The success metric: the diagnostic count equals the number of independent mistakes, not the depth of the AST. Every diagnostic carries a source span so it points at the offending code, and the analyzer stops before codegen if any error occurred.

Question 33¶

Design the pass pipeline for a statically typed language with generics, modules, and flow-based checks. Justify the ordering.

A dependency-ordered pipeline, each pass with a precondition/postcondition: 1. Parse → AST with spans. 2. Collect declarations (per module/class/file): insert all top-level names and signatures without bodies — enables forward references and mutual recursion. 3. Resolve type references: resolve every annotation to a concrete type — must precede typing bodies. 4. Resolve names in bodies: bind every use — must precede typing (a name's type comes from its binding). 5. Type-check / resolve overloads & generics: type every expression, check assignability and bounds; resolution and inference may form a fixpoint here. 6. Control-flow checks: definite assignment, reachability, exhaustiveness, borrow checking — require a complete typed AST and a CFG. 7. Lower / decorate: emit the typed IR for codegen.

The ordering is forced by data dependencies: you can't type a body before signature types resolve; you can't run flow checks before names and types are known. Each pass asserts its precondition so phase-ordering bugs fail loudly.

Question 34¶

Design name resolution across modules with imports, visibility, and cyclic-import handling.

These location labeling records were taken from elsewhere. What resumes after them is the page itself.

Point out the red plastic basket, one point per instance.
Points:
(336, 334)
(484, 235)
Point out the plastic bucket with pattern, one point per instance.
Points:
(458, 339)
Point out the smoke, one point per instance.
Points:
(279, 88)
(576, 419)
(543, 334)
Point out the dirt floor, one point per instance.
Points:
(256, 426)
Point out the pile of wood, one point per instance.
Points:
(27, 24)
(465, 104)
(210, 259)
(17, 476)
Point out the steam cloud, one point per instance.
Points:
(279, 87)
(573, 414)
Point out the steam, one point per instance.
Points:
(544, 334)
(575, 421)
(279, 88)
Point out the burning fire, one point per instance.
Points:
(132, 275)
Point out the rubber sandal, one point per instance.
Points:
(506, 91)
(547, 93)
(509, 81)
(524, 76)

Components: - Per-module symbol tables plus a module graph keyed by import paths. - Import resolution: map each import/use path to a symbol in the target module's table; handle glob imports with the rule that explicit local names win over glob-imported ones. - Two-step access: first resolve (does the name exist in the target module?), then check visibility (is the referencing site allowed to see it?). Produce distinct diagnostics — "no such name" vs. "private" — and compute effective visibility as the minimum along the access path (a pub item in a private module is private from outside). - Cyclic imports: use two-phase, interface-first resolution — declare every module's exported interface, then resolve bodies — which breaks cycles the same way collect-then-check handles forward references within a file. If the language forbids cycles (Go), detect and report them during graph construction. - Separate compilation: emit a stable module interface artifact (signatures only) that dependents resolve against, enabling incremental and parallel builds.

Question 35¶

Design a type checker so it can run incrementally in an IDE on every keystroke.

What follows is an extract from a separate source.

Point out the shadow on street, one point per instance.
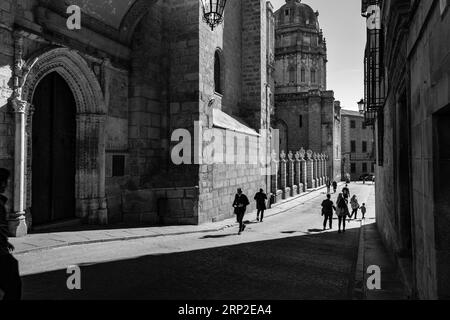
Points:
(318, 266)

Restructure the front end from "run passes in order" to query-driven, demand-based analysis: - Express every semantic fact as a pure, memoized query: type_of(node), resolve(node), borrowck(fn), is_exhaustive(match) — each a function of its inputs with no hidden global mutation. - Track dependencies: record which sub-queries each query reads, so you can invalidate precisely. - Invalidate by dependency on edit: when a source span changes, invalidate only the queries whose inputs changed and, transitively, their dependents — everything else is a cache hit. (Real systems verify validity via a revision counter rather than naive transitive blow-away.) - Immutable syntax with structural sharing (Roslyn-style red-green trees) so unchanged subtrees are reused across edits and identity-based caching works. - Robust recovery is essential: IDE code is incomplete and full of errors on most keystrokes, so the analyzer must salvage and keep producing useful types/bindings for the valid parts.

The payoff: editing one function body re-runs only that function's (and its dependents') analyses, giving millisecond feedback instead of a full rebuild — the architecture behind rust-analyzer, Roslyn, and Swift's request-evaluator.